The UK's banking problems are right to be put into perspective with the wider Eurozone crisis, according to the Banking Commission's chairman Andrew Tyrie MP.
Speaking in more muted tones than he has recently about the banking sector, Tyrie opened his speech at the British Bankers' Association by declaring he was well aware that most employees of the banking sector were not well paid, worked hard and did not have the "stratospheric bonuses" of some of their senior peers.
He also recognised the financial services sector was Britain's most important industry "and should stay so".
And while he openly criticised elements of the industry for being "in a nutshell, not serving the economy as they should, (where) trust and standards have collapsed, it had become clear that neither banks nor the wider economy could recover until the Eurozone crisis had been addressed.
"The Eurozone crisis is the reason why banks have struggled to get back to normal lending," Tyrie said.

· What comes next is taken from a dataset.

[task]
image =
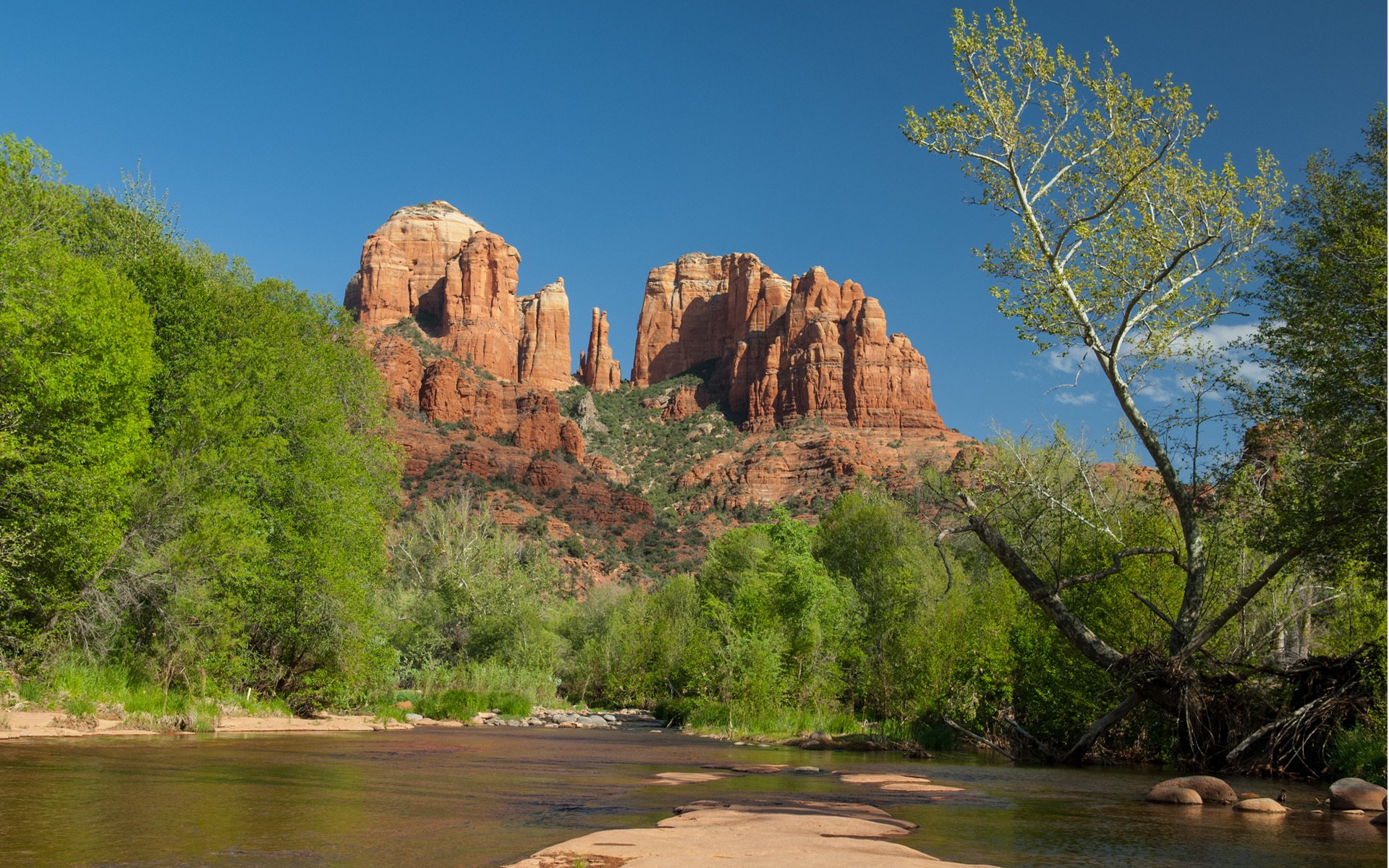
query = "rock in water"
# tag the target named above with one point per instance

"The euro zone crisis is the elephant in Britain's economic room. The scope for a UK recovery will remain precarious until the euro recovery takes root.

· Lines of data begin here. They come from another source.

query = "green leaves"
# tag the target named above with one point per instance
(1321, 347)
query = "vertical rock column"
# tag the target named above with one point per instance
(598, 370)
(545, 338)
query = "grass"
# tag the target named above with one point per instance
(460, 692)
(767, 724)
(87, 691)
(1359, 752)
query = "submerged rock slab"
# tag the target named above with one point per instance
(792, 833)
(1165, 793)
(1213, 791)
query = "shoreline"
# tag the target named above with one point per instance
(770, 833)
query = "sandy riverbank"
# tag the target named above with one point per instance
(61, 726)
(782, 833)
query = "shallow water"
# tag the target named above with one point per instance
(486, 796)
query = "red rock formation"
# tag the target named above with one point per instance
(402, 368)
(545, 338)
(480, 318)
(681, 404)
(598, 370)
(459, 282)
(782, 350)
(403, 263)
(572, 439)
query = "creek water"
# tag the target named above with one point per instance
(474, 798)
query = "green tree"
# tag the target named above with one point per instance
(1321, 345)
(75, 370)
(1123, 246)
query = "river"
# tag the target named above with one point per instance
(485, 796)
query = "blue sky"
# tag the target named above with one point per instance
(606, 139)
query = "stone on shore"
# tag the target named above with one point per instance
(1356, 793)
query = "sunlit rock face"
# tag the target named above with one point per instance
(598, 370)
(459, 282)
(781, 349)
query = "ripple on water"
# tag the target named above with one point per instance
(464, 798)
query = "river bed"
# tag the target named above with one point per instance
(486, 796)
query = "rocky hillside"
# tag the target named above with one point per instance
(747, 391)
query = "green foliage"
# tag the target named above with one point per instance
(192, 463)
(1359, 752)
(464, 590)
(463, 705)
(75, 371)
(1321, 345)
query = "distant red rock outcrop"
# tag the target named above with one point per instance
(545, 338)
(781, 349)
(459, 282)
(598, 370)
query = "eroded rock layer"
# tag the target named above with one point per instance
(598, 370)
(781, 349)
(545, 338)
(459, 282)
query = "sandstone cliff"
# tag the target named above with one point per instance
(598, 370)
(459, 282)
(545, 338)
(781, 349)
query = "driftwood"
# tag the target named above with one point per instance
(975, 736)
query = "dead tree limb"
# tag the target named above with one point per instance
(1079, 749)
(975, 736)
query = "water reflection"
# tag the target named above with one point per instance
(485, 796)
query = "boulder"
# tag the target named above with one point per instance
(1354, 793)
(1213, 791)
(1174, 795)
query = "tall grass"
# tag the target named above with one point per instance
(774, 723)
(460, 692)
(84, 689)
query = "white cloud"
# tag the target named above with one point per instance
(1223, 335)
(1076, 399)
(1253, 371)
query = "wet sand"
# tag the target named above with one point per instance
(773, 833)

"Restoring trust, restoration and normalisation of banking are all sides of the same coin."
Tyrie also confirmed there was little desire on the commission to "legislate in haste, repent at leisure", and therefore the commission would focus on producing ideas and resolutions for the structure of banks before Christmas, before moving onto banking standards in the new year.
Although the commission is still in the early stages of gathering evidence, one conclusion was already coming through loud and clear, Tyrie told the conference; incentives matter.
"We must be careful before rushing into more regulations or corporate governance," he said.
"I don't believe the underlying causes of the poor standards lie in the personalities of the greedy, self interested bankers - not that they deserve protection - but... (instead) they lie in the unusual features of banking which have left it insufficiently subject to regulations."
Tyrie stressed these "deep-seated" problems would not be able to be totally resolved by the Banking Commission in a matter of months, but it did plan to come up with some ideas intended to help.
Some of those ideas could include looking at a much deeper separation between the high street banks and their wholesale counterparts - one extreme view quoted was to allow high street banks to do no more than act as deposit takers and allow payments.